WHEN you get a 50 per cent discount voucher for your meal out, you tend to get over-excited and not concentrate quite as much as perhaps you should.
Sometimes it’s a really good idea to read the small print – or, in our case, any of the print – on these offers which seem too good to be true.
We headed for Ask Italian in Cheltenham on the back of such a meal deal – and ended up having just £3.25 deducted from our £100 bill.
Admittedly, it did specify the deal was just on pizza and pasta. And the small print said specials didn’t count.
But even so, we were a bit shocked when the bill came.
Lesson learned.

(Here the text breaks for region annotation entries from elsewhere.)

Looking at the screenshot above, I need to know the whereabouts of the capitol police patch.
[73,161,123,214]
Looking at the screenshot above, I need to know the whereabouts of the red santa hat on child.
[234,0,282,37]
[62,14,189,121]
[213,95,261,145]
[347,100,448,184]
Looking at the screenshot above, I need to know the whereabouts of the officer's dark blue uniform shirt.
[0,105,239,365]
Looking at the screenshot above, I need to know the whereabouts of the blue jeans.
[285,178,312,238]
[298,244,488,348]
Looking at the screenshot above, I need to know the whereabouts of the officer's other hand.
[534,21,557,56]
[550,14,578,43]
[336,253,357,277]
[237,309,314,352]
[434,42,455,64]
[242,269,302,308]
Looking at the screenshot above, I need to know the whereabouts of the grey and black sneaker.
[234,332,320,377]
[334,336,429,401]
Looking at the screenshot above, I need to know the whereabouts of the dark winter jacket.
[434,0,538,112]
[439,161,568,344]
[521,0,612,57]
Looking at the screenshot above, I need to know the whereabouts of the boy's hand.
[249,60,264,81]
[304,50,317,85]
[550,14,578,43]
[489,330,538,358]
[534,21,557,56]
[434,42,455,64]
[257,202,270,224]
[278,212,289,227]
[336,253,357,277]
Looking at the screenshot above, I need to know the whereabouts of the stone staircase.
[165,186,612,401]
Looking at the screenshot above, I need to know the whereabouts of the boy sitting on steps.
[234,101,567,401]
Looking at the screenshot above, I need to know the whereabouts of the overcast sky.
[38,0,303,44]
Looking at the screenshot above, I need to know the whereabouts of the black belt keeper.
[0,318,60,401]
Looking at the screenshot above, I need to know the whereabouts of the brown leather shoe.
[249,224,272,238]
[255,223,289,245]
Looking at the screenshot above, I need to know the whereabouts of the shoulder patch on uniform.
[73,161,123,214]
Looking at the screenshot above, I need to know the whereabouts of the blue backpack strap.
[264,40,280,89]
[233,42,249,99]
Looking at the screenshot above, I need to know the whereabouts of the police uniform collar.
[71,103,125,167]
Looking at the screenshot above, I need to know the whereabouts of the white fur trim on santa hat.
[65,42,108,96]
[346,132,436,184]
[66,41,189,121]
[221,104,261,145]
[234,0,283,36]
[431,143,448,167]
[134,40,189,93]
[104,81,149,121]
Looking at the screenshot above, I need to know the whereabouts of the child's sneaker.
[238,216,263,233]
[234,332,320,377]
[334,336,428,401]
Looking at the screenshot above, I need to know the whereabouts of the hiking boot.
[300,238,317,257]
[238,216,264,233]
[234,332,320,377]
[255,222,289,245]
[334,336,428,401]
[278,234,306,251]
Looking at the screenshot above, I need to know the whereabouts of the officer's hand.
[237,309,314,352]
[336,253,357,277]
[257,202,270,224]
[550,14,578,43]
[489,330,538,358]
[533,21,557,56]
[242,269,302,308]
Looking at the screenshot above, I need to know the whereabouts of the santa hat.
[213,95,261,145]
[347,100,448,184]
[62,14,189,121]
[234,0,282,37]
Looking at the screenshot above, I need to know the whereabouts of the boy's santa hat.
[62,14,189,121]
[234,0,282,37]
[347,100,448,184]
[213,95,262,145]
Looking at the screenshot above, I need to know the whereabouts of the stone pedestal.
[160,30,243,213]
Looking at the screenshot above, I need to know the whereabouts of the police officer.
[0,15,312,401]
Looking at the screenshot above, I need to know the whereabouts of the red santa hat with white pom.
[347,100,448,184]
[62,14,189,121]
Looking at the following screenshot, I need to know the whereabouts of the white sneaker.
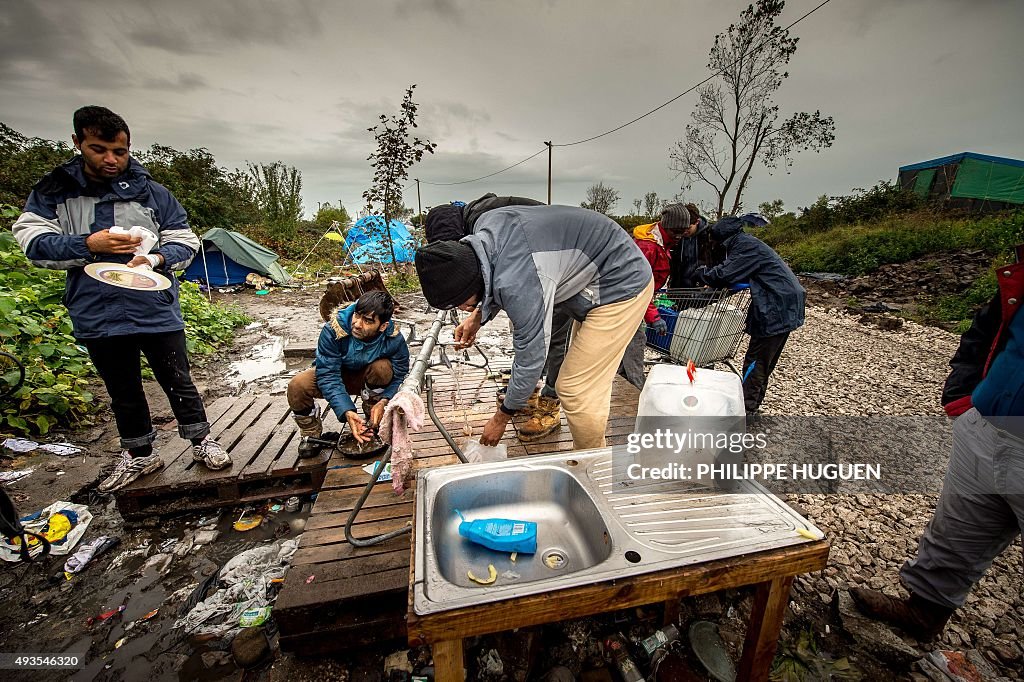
[193,436,231,471]
[99,450,164,493]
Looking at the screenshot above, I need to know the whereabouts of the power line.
[417,146,548,187]
[407,0,831,186]
[552,0,831,146]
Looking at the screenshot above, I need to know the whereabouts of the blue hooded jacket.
[313,303,409,424]
[697,216,807,337]
[11,157,200,339]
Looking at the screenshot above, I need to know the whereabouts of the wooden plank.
[239,413,298,480]
[292,535,409,572]
[301,514,412,548]
[315,480,416,514]
[737,576,794,682]
[431,639,466,682]
[148,396,255,483]
[231,395,288,477]
[306,496,413,531]
[409,541,828,645]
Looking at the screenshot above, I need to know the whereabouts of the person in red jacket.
[618,204,690,388]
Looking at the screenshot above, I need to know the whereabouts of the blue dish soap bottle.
[455,509,537,554]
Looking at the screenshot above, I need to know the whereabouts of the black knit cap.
[662,204,690,232]
[424,204,466,244]
[416,242,483,310]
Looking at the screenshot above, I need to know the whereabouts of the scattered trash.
[85,604,125,626]
[138,554,174,573]
[65,536,121,569]
[604,633,644,682]
[0,438,39,453]
[466,563,498,585]
[231,508,263,532]
[690,621,736,682]
[194,528,220,547]
[362,460,391,483]
[476,649,505,678]
[239,606,270,628]
[0,501,92,562]
[39,442,85,457]
[0,469,35,485]
[174,538,299,639]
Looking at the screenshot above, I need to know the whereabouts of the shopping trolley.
[647,284,751,374]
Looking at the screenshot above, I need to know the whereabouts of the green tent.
[899,152,1024,211]
[185,227,291,287]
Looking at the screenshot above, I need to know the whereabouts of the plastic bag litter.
[0,501,92,563]
[174,538,299,637]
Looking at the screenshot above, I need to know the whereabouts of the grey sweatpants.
[900,408,1024,608]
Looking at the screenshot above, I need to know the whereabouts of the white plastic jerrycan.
[635,365,745,472]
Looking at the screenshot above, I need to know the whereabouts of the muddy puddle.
[0,498,311,682]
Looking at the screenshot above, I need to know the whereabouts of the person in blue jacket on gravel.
[288,291,409,448]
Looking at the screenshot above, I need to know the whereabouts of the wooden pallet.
[114,395,337,518]
[273,368,640,655]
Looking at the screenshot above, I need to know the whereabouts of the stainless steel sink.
[429,466,611,591]
[413,449,822,614]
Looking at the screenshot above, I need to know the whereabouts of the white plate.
[85,263,171,291]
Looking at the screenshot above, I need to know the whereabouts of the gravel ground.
[763,308,1024,679]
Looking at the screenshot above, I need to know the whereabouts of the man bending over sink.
[416,206,654,450]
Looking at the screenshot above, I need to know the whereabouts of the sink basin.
[430,466,611,588]
[413,447,823,615]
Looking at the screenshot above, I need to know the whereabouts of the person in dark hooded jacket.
[669,204,724,289]
[696,213,807,415]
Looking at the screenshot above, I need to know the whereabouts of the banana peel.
[466,563,498,585]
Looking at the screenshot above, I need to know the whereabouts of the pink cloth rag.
[381,391,425,495]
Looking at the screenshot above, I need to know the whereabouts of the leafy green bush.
[0,227,93,434]
[179,282,251,354]
[770,211,1024,275]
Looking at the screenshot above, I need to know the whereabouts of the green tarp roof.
[203,227,291,284]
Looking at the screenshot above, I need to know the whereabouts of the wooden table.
[407,523,828,682]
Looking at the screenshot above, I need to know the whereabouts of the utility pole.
[413,177,423,227]
[545,140,554,206]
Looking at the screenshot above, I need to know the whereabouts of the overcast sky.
[0,0,1024,214]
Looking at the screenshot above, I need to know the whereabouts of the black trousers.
[83,331,210,450]
[541,308,574,397]
[743,332,790,415]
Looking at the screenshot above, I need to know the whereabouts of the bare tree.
[643,191,663,216]
[580,182,618,215]
[669,0,836,217]
[362,85,437,265]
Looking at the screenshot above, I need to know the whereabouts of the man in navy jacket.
[696,213,807,415]
[11,106,231,493]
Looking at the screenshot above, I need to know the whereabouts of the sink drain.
[542,549,569,570]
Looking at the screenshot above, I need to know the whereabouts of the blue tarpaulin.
[345,215,416,264]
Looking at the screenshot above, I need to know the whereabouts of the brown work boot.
[497,388,541,410]
[292,402,324,438]
[850,588,955,642]
[519,395,562,442]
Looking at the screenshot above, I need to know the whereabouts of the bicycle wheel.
[0,350,25,397]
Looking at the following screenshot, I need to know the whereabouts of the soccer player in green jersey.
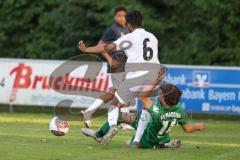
[82,84,204,148]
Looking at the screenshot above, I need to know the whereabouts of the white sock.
[133,109,151,142]
[120,107,129,113]
[85,99,103,112]
[108,105,119,127]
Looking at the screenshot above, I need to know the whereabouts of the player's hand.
[109,59,120,68]
[195,123,205,131]
[78,40,86,52]
[157,67,167,84]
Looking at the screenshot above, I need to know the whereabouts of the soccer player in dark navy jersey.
[82,6,129,128]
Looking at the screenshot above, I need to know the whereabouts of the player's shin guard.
[108,105,119,127]
[133,109,150,142]
[85,99,103,112]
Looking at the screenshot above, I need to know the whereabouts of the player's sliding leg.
[81,113,136,143]
[81,88,115,128]
[101,104,119,145]
[131,109,151,146]
[156,139,182,148]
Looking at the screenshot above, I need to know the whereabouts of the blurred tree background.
[0,0,240,66]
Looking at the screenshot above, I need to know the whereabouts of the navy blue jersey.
[101,23,129,73]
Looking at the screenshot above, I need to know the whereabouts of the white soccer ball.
[49,117,69,136]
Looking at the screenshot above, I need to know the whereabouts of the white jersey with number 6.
[113,28,160,64]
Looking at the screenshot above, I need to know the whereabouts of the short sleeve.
[101,28,116,42]
[178,108,189,126]
[148,104,159,118]
[113,35,131,50]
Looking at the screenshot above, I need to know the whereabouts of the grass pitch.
[0,113,240,160]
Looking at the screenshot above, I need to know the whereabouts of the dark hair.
[161,84,182,106]
[114,6,127,15]
[126,11,143,27]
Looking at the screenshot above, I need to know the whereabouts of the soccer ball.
[49,117,69,136]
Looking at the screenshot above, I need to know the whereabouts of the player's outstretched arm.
[78,41,116,53]
[98,40,119,68]
[182,123,205,133]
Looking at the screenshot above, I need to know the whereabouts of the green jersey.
[144,104,188,144]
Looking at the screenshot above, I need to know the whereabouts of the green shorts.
[132,132,170,149]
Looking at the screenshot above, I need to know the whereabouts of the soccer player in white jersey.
[79,11,160,144]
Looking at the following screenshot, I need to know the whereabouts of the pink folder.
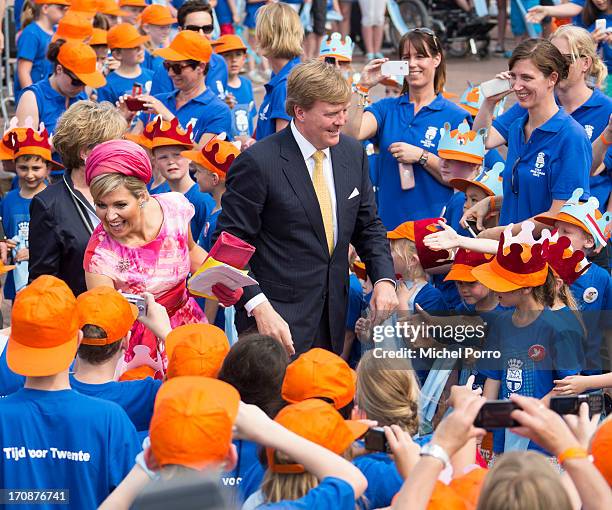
[208,231,255,269]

Still, aside from all that we did have a really good meal, even if £25 a head for lunch is a bit steep.
The restaurant is in the heart of Montpellier, just up from The Queen’s Hotel with a huge, inviting bay window facing the road.
Inside, it’s light and airy, with brightly-coloured walls – featuring murals of chefs and, with a nod to Cheltenham’s racing heritage, horses – and trendy tables and chairs and red leather banquettes.

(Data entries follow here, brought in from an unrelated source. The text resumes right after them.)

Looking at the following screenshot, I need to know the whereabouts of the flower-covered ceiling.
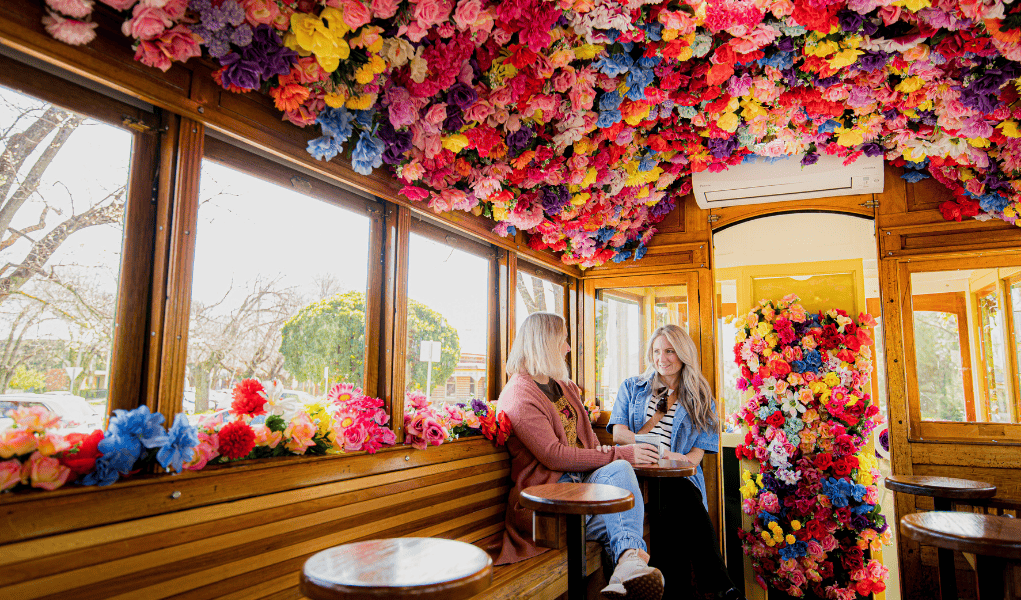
[43,0,1021,266]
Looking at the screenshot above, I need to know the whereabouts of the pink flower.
[342,0,373,31]
[423,415,447,446]
[0,459,21,492]
[372,0,400,18]
[453,0,482,31]
[412,0,453,29]
[21,452,70,491]
[46,0,95,18]
[8,406,60,434]
[238,0,280,27]
[120,4,174,40]
[0,429,37,458]
[344,421,369,452]
[185,432,220,470]
[284,412,319,454]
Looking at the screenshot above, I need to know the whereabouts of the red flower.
[60,430,103,478]
[220,421,255,458]
[231,380,266,416]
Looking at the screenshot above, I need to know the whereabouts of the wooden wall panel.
[0,439,509,600]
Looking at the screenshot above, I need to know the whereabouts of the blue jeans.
[560,460,646,563]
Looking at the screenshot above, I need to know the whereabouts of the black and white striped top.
[645,394,677,448]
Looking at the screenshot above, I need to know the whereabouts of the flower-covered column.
[734,295,890,600]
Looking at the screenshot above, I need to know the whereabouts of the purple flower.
[837,9,865,33]
[862,142,883,156]
[220,52,262,90]
[447,82,479,110]
[707,136,741,158]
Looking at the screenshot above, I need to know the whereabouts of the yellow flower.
[443,134,469,154]
[893,77,925,94]
[996,119,1021,138]
[835,128,865,148]
[575,44,603,60]
[347,93,376,110]
[716,112,741,133]
[829,48,862,68]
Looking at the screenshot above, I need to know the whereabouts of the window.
[909,267,1021,430]
[184,151,371,412]
[515,262,567,327]
[0,82,139,427]
[404,221,495,402]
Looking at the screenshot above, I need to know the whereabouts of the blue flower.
[305,136,342,160]
[595,110,624,129]
[351,132,386,176]
[107,406,166,453]
[82,454,120,486]
[156,412,198,472]
[901,170,929,184]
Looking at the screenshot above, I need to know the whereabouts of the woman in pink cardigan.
[496,312,664,600]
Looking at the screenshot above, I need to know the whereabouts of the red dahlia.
[231,380,265,416]
[220,420,255,458]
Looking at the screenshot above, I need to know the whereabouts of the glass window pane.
[595,285,689,410]
[978,289,1014,422]
[914,310,967,421]
[404,233,491,402]
[514,270,564,327]
[184,160,371,420]
[0,87,133,430]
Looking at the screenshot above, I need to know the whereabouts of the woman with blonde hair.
[496,312,664,600]
[606,324,741,600]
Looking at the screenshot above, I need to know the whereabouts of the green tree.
[10,364,46,390]
[280,292,366,387]
[404,298,460,391]
[914,310,965,421]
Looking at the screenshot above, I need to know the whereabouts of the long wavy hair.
[646,324,720,432]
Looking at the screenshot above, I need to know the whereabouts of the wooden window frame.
[0,58,159,415]
[902,251,1021,445]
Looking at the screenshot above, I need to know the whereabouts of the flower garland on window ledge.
[734,295,890,600]
[35,0,1021,266]
[0,380,511,492]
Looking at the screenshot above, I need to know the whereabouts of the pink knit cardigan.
[496,374,634,564]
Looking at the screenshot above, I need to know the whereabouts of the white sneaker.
[602,552,665,600]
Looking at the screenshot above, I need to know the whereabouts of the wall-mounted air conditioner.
[691,155,883,208]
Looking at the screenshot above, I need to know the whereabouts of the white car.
[0,394,103,432]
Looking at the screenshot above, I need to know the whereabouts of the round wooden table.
[634,458,696,560]
[901,510,1021,600]
[520,483,635,600]
[299,538,493,600]
[884,474,996,600]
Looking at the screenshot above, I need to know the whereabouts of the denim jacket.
[606,370,720,510]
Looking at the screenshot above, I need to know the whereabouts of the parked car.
[0,394,103,432]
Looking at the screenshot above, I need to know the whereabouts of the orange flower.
[270,84,308,112]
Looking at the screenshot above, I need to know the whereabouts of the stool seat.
[520,484,635,514]
[885,474,996,500]
[299,538,493,600]
[901,510,1021,559]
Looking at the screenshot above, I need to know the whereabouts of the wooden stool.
[299,538,493,600]
[901,511,1021,600]
[885,474,996,600]
[634,458,696,554]
[520,483,635,600]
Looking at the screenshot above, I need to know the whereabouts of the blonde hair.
[506,312,571,382]
[647,324,720,432]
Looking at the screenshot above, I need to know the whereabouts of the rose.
[21,452,71,491]
[0,459,21,492]
[120,4,174,40]
[343,0,373,31]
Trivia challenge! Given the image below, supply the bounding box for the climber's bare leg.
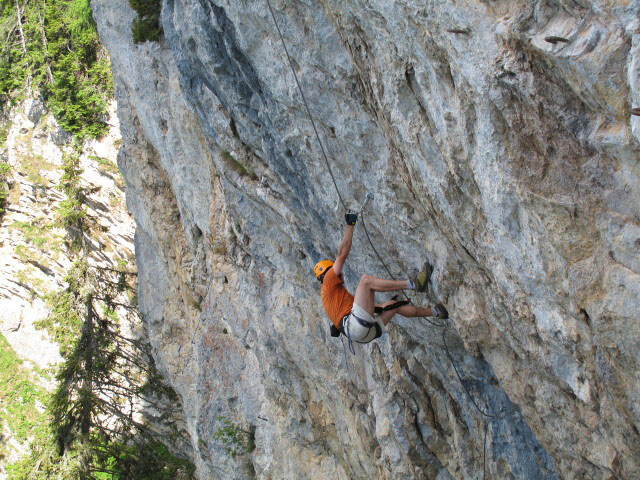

An antipasto sharing board (£11.95 for two) started things off nicely, piled high with cheese, Italian meats, salad leaves and some delightful rosemary and sea salt bread.

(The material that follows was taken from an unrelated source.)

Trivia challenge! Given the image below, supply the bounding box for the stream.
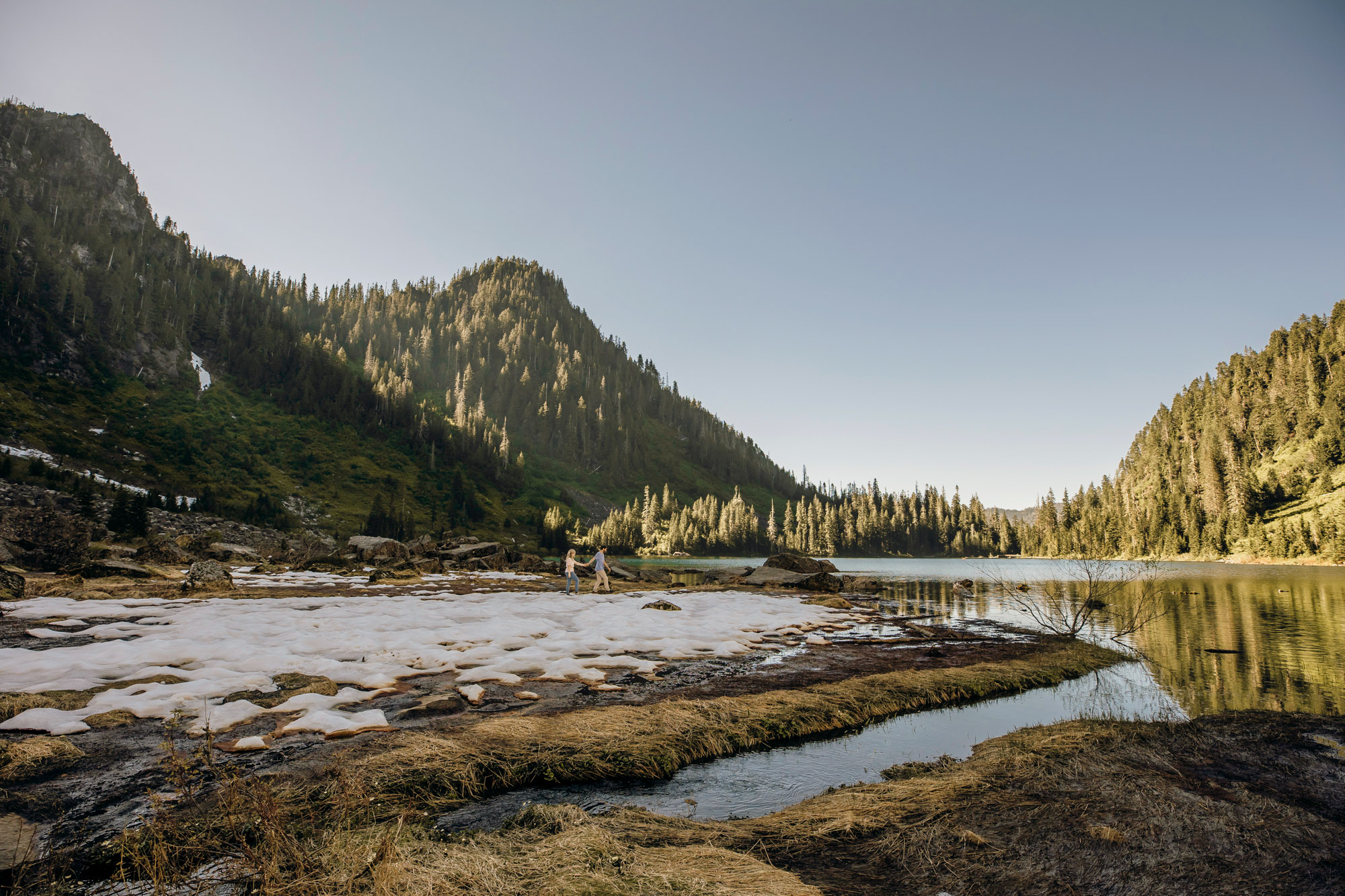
[437,559,1345,831]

The children chose garlic bread (£4.15) and cheesy garlic bread (£4.65) but should have stuck with just one as each was the size of a pizza and we ended up taking almost half of each one home.
A bottle of Sicilian Nero d’Avola shiraz (£14.75) whetted our appetites as we awaited the arrival of our main courses.
Both my husband and I went for specials (damn that small print) and, although they garnered no discount, they were delicious.
My king prawn and Coppa ham capellini (£11.75) was tossed in a piquant sauce of tomatoes, garlic, lemon and chilli.
One niggle was that the angel hair pasta had stuck together in clumps on my plate.
But it didn’t detract from the flavour, which was to die for.
While the children enjoyed a Margarita pizza (£7.25), served with discount, and a panino di pollo (£10.15) – slices of pan-fried chicken breast in a yummy rosemary and sea salt panini – my husband was impressed with the meltingly tender roast duck Valpolicella (£13.95), with new potatoes and an orange and red wine sauce.
Feeling a little full but still with room for something sweet, the kids and I caved in and ordered dessert.
A scoop of chocolate ice cream for son (£2), the gooey and rich chocolate amore (£5.45) cake for daughter and a totally indulgent and unnecessary grande gelato (£4.95) for me.
Indulgent maybe but also delicious. They had combined crumbled hazelnut meringue and vanilla ice cream with fresh strawberries and raspberries and a dash of cream.
When the bill came it was a bit of a shock and we had to convince ourselves that, despite the price, we’d had a fab lunch and wouldn’t have to eat anything else that day.
Four hours later I was making supper for three out of four of us. Funny how a solid nap after lunch can work up an appetite.